回到衙門之后,我立即開始驗看死者尸體,王志年紀應該是在二十幾歲,平時生活還行,牙齒齊全,脖頸處之有一個痕跡,確定是由那個繩子造成的,其他外傷基本沒有,手指處有一處劃傷,具體由什么造成的,不是很清楚。“小李哥,zisha應該是確定的,沒有其他人捆扎或者綁束他的痕跡。”“有沒有可能跟從前一樣,有人威脅他,逼他zisha。”“小李哥,你很希望這是一個他殺案?”“不是,主要是他東西沒了,掌柜的說的那個箱子呢。”“我也在納悶,箱子去哪了。”“這樣吧,我們去那間房看看,箱子還有沒有可能被藏在哪個角落了。”

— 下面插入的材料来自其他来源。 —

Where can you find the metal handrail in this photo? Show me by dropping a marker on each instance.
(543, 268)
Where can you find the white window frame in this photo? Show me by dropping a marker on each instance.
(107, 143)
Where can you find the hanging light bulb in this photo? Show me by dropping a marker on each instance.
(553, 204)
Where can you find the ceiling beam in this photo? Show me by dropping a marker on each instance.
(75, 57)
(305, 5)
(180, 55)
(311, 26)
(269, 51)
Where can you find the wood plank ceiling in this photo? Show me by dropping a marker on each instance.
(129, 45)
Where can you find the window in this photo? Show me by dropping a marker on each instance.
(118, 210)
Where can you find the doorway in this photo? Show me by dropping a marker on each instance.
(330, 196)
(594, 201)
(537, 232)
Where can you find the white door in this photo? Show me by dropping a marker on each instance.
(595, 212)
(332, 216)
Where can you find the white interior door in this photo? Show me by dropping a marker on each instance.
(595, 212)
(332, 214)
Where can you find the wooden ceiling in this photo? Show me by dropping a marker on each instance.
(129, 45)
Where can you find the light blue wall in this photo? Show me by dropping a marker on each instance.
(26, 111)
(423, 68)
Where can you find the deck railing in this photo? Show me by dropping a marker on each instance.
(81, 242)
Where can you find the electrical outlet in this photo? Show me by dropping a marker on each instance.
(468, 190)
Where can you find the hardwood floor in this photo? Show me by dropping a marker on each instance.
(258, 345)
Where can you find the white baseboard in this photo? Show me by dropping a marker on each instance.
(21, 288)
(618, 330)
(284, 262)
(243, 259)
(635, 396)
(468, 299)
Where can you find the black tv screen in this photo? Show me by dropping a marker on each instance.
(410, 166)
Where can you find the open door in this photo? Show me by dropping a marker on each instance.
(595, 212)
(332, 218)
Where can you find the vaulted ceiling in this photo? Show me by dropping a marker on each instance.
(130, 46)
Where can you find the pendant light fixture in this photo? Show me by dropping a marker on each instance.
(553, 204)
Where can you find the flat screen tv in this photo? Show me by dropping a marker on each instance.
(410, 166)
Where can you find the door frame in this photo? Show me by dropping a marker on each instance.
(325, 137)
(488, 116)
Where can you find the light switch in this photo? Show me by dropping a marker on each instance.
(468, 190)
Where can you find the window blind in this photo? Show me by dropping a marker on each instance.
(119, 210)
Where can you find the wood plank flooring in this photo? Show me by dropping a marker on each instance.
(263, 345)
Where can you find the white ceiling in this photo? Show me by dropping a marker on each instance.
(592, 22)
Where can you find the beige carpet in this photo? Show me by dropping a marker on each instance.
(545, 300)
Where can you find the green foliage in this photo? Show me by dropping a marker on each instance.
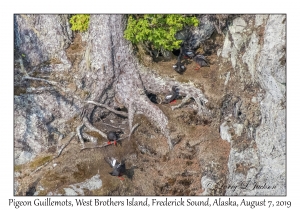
(80, 22)
(159, 29)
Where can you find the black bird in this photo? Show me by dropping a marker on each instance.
(118, 168)
(112, 136)
(201, 61)
(171, 97)
(179, 67)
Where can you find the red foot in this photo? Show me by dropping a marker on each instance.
(173, 102)
(198, 68)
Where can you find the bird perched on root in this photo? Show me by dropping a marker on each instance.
(112, 136)
(201, 61)
(171, 97)
(179, 67)
(118, 168)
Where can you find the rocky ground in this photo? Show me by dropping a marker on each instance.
(198, 164)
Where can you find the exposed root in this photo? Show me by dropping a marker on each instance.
(58, 154)
(89, 137)
(78, 132)
(131, 131)
(157, 85)
(111, 125)
(64, 146)
(103, 145)
(107, 107)
(92, 128)
(106, 144)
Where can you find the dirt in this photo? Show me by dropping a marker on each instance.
(151, 168)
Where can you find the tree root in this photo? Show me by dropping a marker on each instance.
(107, 107)
(58, 154)
(106, 144)
(78, 132)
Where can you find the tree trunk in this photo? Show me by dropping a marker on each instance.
(108, 70)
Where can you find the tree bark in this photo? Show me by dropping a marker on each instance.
(111, 72)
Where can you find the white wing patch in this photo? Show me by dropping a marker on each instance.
(114, 162)
(168, 96)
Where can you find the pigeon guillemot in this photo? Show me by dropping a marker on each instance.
(118, 168)
(201, 61)
(179, 67)
(112, 136)
(171, 97)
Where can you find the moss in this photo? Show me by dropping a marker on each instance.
(19, 90)
(18, 168)
(40, 161)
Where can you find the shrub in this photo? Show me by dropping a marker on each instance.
(80, 22)
(159, 29)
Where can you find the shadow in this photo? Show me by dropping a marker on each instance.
(130, 172)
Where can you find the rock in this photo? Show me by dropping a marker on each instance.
(90, 184)
(224, 132)
(263, 159)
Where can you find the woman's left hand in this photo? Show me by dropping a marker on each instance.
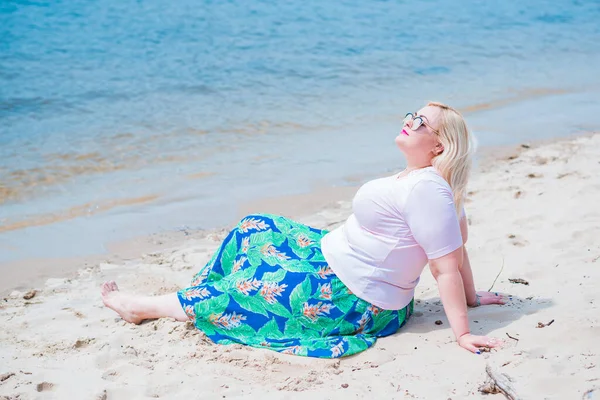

我們再次回到案發現場,讓大家仔細的搜查床下面,桌子下面,書柜后面等等地方,半天一無所獲。“沒有啊,江逸。”“這間房是不是有點不對勁啊。”“不對勁?”這個書柜放的位置正好擋住了那一邊的光線。去把小二叫來。”
“小二哥,這書柜剛好擋住了光線,你們怎么這么擺。”“這個事啊,說來話長,我們店這間房以前有個老顧客,他老住這間,說這間安靜,他每次來都說要把書柜這么放,他幾乎每月都來,后來掌柜的說,挪來挪去太煩了,直接就這么放了。”“那你們后來都沒挪開過了?”“是啊。”
“小李哥,找兩個弟兄挪開這書柜,我總覺得有問題。”等到書柜挪開,我在那塊地板上踩來踩去,終于踩到一塊松動的。順勢扒開,果然出現了一個竹編的箱子,我伸手要拎上來,哪知道居然拎不動。“小李哥,我拎不動這箱子。”“說你手無縛雞之力吧。”小李哥伸手拎了一下,還是沒拎起來。結果他找了兩個兄弟才抬上來。“這什么東西,這么沉,這死者拎著進來,他練什么功夫了啊。”
打開箱子那一刻,我們都瞪圓了雙眼,金燦燦的金條堆在箱子里,很整齊。“金條?這人好有錢。”我拿起一塊金條看看,翻過來一看,我頓時愣住了。“你怎么了?”“你看金條這面?”“這是朝廷的金條。”“正是,如果我沒記錯的話,這是一年多以前,清源縣衙驛站里那次黃金大劫案里的金條。”“這的確是。”“那案子至今未破吧。”“是的,死了不少人,劫匪一夜之間消失了。”“沒想到,時隔一年多,我們居然在這個客棧的暗格里找到了一小部分的金條。”“現在怎么辦?”“派人去清源縣送信,務必找到宋大哥,給那邊縣爺說這件事,我們縣爺不在這里,必須要有人出來主持這件事,清源縣肯定會報州府,到時候看州府怎么處理這件事。”“江逸啊,我總感覺我們不是查出了一個劫案,我們是捅了個簍子。”